By Spy Uganda
Kampala: Parliament has deferred a decision on the implementation of the Parish Development Model with legislators calling for piloting of the project before full implementation.
Members of Parliament across the political divide called for a careful study of the model and urged the government to create a special fund for it and not merge with already existing poverty alleviation programmes.
This followed a statement by the Finance Minister, Hon Matia Kasaija during a plenary sitting on Wednesday, 28 April 2021.
Kasaija said that the operational funds for both Uganda Women Empowerment Programme and Youth Livelihood Programme will remain with the Ministry of Gender, Labour and Social Development over the transition period to the Parish Development Model.
“This will support the administration of funds that have already been loaned out under these programmes. The transition period to the Parish Development Model is planned to last a maximum period of two financial years,” he said.
Kasaija added that the funds under this project will be operated under SACCOs at the parish level.
“Each parish is required to have an approved parish-SACCO for on-lending funds from the Parish Revolving Fund to eligible parish households,” he added.
Ntenjeru North Member of Parliament, Hon Amos Lugoloobi said that the source of funding for the parish development is questionable adding that, ‘We need to do a thorough study before we implement this programme’.
“Why are we moving shs58 billion from the coffee sector to this model? This will leave the sector in a crisis and the growth we have been experiencing will be hindered. I am not sure this is going to succeed,” Lugoolobi said.
Hon Robert Centenary (FDC, Kasese Municipality) said the government should halt the implementation of the model as government budgets for the new programme.
“How are you going to ensure equity? Give it a scientific look and learn from the failed programmes and come up with a proper format that will run through the whole country, he said adding that, ‘government should budget and finance these new programmes’.
Hon. Mwanga Kivumbi (DP, Butambala County) said it was wrong to move funds from projects in different regions to finance the parish model.
“Most monies in the districts have been taken away to aide this project. They are wiping out the money and taking it to a revolving fund that will not revolve. Let us fund a study, give ourselves time so that we do a thorough job,” Kivumbi said.

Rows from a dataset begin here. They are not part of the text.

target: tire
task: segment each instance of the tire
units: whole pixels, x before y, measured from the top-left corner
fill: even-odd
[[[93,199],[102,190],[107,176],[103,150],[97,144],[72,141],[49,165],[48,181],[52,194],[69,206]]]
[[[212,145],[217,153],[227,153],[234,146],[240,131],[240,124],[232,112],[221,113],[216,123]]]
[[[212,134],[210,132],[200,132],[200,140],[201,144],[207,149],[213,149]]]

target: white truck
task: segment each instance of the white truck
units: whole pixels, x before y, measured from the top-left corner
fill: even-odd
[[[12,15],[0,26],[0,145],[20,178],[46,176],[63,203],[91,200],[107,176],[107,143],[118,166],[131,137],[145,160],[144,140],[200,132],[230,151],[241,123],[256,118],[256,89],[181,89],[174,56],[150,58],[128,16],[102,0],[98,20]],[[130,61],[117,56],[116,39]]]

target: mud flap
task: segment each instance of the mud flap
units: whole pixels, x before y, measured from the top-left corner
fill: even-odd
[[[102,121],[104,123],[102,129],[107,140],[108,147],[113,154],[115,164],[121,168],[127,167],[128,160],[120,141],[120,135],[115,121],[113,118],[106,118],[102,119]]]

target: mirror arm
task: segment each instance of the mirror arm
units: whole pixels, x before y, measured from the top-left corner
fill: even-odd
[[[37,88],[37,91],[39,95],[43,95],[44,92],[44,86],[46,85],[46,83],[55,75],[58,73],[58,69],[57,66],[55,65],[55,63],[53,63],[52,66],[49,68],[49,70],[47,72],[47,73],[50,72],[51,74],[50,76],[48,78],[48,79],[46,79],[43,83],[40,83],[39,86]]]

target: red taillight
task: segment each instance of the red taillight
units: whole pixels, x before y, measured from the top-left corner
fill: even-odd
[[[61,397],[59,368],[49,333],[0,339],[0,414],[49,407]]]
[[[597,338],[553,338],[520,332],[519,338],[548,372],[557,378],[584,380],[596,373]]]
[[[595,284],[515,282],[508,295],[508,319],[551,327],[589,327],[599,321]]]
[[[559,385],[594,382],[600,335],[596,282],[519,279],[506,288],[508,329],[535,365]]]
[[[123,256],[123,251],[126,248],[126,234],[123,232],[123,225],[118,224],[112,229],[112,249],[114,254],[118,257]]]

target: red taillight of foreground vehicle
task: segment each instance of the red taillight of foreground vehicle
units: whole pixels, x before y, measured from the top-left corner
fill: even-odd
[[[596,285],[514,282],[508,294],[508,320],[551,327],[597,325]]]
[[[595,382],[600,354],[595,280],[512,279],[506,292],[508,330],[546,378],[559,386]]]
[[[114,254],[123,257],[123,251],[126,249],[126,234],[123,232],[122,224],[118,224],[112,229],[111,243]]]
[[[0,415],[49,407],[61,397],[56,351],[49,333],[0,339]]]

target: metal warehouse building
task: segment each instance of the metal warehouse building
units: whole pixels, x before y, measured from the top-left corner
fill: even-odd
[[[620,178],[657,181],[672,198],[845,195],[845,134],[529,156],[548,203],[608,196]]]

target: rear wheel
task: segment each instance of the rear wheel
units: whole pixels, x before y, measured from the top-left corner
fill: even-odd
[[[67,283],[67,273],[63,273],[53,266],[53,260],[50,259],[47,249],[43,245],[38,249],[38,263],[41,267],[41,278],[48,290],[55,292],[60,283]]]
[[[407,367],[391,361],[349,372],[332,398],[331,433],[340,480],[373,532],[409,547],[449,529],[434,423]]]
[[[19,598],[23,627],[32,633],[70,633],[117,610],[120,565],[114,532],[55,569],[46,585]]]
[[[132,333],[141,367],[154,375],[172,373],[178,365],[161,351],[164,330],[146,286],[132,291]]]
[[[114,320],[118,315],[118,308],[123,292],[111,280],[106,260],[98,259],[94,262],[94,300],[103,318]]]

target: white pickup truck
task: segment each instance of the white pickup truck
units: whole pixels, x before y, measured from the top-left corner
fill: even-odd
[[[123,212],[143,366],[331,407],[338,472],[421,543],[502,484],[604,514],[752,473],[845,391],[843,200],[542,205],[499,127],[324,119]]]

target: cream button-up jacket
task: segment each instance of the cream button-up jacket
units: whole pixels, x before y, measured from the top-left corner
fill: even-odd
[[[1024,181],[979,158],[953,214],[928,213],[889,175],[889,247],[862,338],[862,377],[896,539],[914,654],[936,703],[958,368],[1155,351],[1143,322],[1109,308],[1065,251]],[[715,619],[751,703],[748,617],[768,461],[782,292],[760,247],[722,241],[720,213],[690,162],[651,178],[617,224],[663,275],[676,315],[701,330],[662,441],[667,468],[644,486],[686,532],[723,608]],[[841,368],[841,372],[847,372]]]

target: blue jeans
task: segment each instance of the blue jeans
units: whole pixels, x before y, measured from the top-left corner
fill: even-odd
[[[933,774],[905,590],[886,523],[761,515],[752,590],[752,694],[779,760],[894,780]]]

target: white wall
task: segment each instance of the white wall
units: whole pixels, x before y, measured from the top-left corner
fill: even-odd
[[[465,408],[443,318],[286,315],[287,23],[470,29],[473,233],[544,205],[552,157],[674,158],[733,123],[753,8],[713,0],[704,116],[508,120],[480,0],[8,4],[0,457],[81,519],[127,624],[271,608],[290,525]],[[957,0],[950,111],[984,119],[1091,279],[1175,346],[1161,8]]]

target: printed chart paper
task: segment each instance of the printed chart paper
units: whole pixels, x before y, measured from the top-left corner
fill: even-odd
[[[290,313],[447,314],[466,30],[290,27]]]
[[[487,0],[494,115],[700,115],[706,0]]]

Ruhinda County, Hon. Donozio Kahonda said there was a need for more research into the programme and it has to have inclusiveness.
“For any development project to take place, there has to be inclusiveness and this project does not have that,” he said.
The First Deputy Prime Minister, Gen Moses Ali proposed that the Ministry of Finance studies the MPs’ concerns and addresses the gaps. He said the report will then be presented to the House before a decision on the matter is taken.
Speaker Rebecca Kadaga welcomed the Prime Minister’s proposal saying that ‘let us separate the affirmative action funds from this model’.
“If you look at Busoga, for example, their priority is not the revolving fund, it is machined to manufacture items out of their sugarcane,” Kadaga said.